To date over 21 African countries, have issued Eurobonds. The bond issuances have grown from $2.5bn in 2010 to over $50bn in 2020. Thanks to the massive public investments made possible by the funds raised and reforms that attracted more private investments, including FDIs, we created more jobs, lifted millions out of poverty and made progress on the human development index.
Access to these international markets’ resources must be protected. African countries, like their developed country counterparts, need the financial markets to develop. Through discipline and strong macroeconomic policy stances Africa has made great steps but more remains to be done. The crisis should not threaten all these gains neither should it shake market confidence in Africa.
The financial sector has been a beacon of innovation in times of crisis, this time is no different. An instrument that allows African countries to service their debt in a timely manner, avoid defaults, meet their full obligations to commercial creditors while having access to some liquidity would be the best option for all. We encourage the development community, the IMF, the World Bank and other financial institutions to work with Africa and the markets to implement this plan.

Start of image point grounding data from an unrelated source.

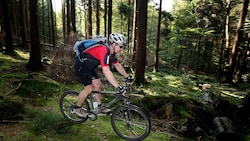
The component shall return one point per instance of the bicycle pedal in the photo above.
(101, 114)
(92, 116)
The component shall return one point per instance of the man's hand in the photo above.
(128, 79)
(121, 90)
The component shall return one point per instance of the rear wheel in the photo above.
(130, 123)
(68, 102)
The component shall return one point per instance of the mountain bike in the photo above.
(128, 121)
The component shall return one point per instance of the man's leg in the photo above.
(83, 94)
(97, 87)
(81, 97)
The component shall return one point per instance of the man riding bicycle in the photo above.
(103, 55)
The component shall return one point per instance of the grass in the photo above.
(29, 103)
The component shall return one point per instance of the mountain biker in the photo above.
(102, 55)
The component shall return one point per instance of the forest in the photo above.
(198, 50)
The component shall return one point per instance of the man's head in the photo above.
(117, 42)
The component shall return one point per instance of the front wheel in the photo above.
(130, 123)
(67, 104)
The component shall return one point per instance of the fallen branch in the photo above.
(14, 89)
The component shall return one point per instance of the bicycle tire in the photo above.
(135, 127)
(67, 102)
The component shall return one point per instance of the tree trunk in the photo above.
(34, 63)
(23, 30)
(68, 17)
(238, 38)
(109, 17)
(158, 40)
(134, 40)
(63, 20)
(52, 23)
(73, 16)
(140, 60)
(97, 17)
(7, 28)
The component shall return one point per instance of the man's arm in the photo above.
(109, 76)
(120, 69)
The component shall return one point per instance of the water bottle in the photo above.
(95, 104)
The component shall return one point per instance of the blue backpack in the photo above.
(84, 45)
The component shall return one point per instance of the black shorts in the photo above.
(85, 74)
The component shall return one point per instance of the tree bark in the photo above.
(109, 16)
(7, 28)
(158, 40)
(34, 63)
(238, 38)
(140, 60)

One or more appropriately structured bridge vehicles (Special Purpose Vehicles) could be funded appropriately and guaranteed by multilateral and bilateral partners with the main objective of buying out the 2020 and 2021 debt service obligations and converting them into concessional or semi-concessional debt with longer term maturities to free-up much needed fiscal space over the next two years.
The vehicles can be adequately credit enhanced to achieve a low cost of funding. We could also envisage the use of Special Drawing Rights (SDRs) combined with the guarantees to achieve an optimal structure. There is no doubt we can accommodate all relevant constraints and achieve this vision if our bilateral and multilateral partners work with us.
A solution to finance Africa’s commercial debt service could free up over $44bn of fiscal space for Africa in 2020, providing immediate liquidity to governments – a much needed immediate bridge to renewed growth for Africa and the global economy.
Providing Africa with the means to cushion the impact of the crisis and to sow robust seeds for a recovery is as much an emergency as working to eradicate the coronavirus.
This opinion article has been co-signed by the ministers of finance and/or ministers of development of the following countries: Angola, Cameroun, Djibouti, Egypt, Ethiopia, Gambia, Ghana, Kenya, Mali, Namibia, Niger, Rwanda, Senegal, Seychelles, Sierra Leone and Tunisia.